Había
empezado a leer la novela unos días antes. La abandonó por
negocios urgentes, volvió a abrirla cuando regresaba en tren a la
finca; se dejaba interesar lentamente por la trama, por el dibujo de
los personajes. Esa tarde, después de escribir una carta a su
apoderado y discutir con el mayordomo una cuestión de aparcerías
volvió al libro en la tranquilidad del estudio que miraba hacia el
parque de los robles. Arrellanado en su sillón favorito de espaldas
a la puerta que lo hubiera molestado como una irritante posibilidad
de intrusiones, dejó que su mano izquierda acariciara una y otra
vez el terciopelo verde y se puso a leer los últimos capítulos. Su
memoria retenía sin esfuerzo los nombres y las imágenes de los
protagonistas; la ilusión novelesca lo ganó casi en seguida.
Gozaba del placer casi perverso de irse desgajando línea a línea
de lo que lo rodeaba, y sentir a la vez que su cabeza descansaba cómodamente
en el terciopelo del alto respaldo, que los cigarrillos seguían al
alcance de la mano, que más allá de los ventanales danzaba el aire
del atardecer bajo los robles. Palabra a palabra, absorbido por la sórdida
disyuntiva de los héroes, dejándose ir hacia las imágenes que se
concertaban y adquirían color y movimiento, fue testigo del último
encuentro en la cabaña del monte. Primero entraba la mujer,
recelosa; ahora llegaba el amante, lastimada la cara por el
chicotazo de una rama. Admirablemente restallaba ella la sangre con
sus besos, pero él rechazaba las caricias, no había venido para
repetir las ceremonias de una pasión secreta, protegida por un
mundo de hojas secas y senderos furtivos. El puñal se entibiaba
contra su pecho, y debajo latía la libertad agazapada. Un diálogo
anhelante corría por las páginas como un arroyo de serpientes, y
se sentía que todo estaba decidido desde siempre.

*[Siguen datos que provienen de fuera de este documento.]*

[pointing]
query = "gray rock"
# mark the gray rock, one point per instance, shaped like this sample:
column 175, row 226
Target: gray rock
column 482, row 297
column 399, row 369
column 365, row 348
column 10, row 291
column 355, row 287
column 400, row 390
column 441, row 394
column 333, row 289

Hasta esas
caricias que enredaban el cuerpo del amante como queriendo retenerlo
y disuadirlo, dibujaban abominablemente la figura de otro cuerpo que
era necesario destruir. Nada había sido olvidado" coartadas,
azares, posibles errores. A partir de esa hora cada instante tenía
su empleo minuciosamente atribuido. El doble repaso despiadado se
interrumpía apenas para que una mano acariciara una mejilla.
Empezaba a anochecer.
Sin mirarse ya, atados rígidamente a la tarea que los esperaba, se
separaron en la puerta de la cabaña. Ella debía seguir por la
senda que iba al norte. Desde la senda opuesta él se volvió un
instante para verla correr con el pelo suelto.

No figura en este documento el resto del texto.